The PNP’s cycles
Dear Editor,
As an observer of Jamaican politics looking on at the impending challenge by Peter Bunting for the leadership of Dr Peter Phillips as president of the People’s National Party (PNP) one cannot help but think that this organization has developed a love for Jamaica House.
Once it is out of office the leader of the day is challenged.
In 2008, then party leader Portia Simpson Miller held off a challenge from Dr Phillips, gaining 2,332 votes to his 1,959 votes.
This was one year after the party lost the September 3, 2007 polls.
Fast-forward eight years later, the same occurrence and the party leader, Simpson Miller, was challenged again on September 18, 2016; only seven months after the PNP lost the general election on March 25, 2016.
Nobody in the PNP or even the casual observer gave Dr Karl Blythe a chance. He got 198 votes to Simpson-Miller’s 2,471. The party said 3,339 delegates were eligible to vote that year. The victory was to save face, some would say.
Six months after that event the PNP leader left the stage on April 2, 2017.
On April 3, 2017 Dr Phillips got his instrument of appointment as Opposition leader ( jis.gov.jm/dr-peter-phillips-leader-opposition/). The long-time party stalwart is now trailing the prime minister in every poll done. He has been in the job for only two years, and April 3, 2019 marked the second anniversary of his appointment. How much longer must he get, you might ask? The election is not due until March 3, 2021. Will the prime minister go for an early election? We all remember how he was jeered for a year in Parliament after he ‘called it’ early and lost.

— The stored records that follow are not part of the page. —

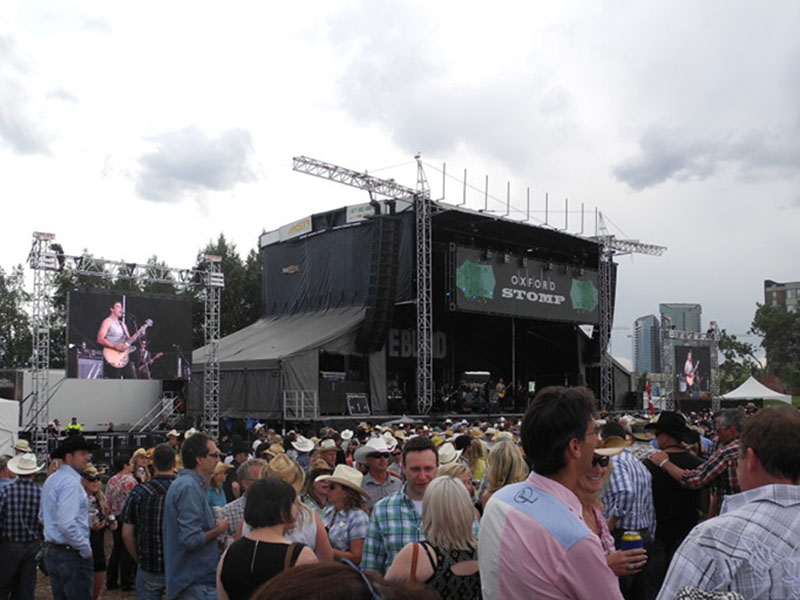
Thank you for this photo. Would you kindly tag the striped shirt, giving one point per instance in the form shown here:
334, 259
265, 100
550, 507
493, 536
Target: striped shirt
629, 495
750, 548
394, 522
19, 511
720, 468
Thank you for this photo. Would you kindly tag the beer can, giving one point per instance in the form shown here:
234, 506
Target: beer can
631, 540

Some Comrades are not eager to return to the two-term syndrome that the country enjoyed from 1944 to 1989. They have been spoiled by the 18 years and six months they spent in office. This long period would equate to three five-year terms and three years.
Comrades should not fool themselves, former Prime Minister Edward Seaga stayed too long as head of the Jamaica Labour Party (JLP), and gave the electorate no choice. Only after Bruce Golding came back into the JLP in 2002 did the electorate see a viable alternate and a return to a competitive democracy for the country.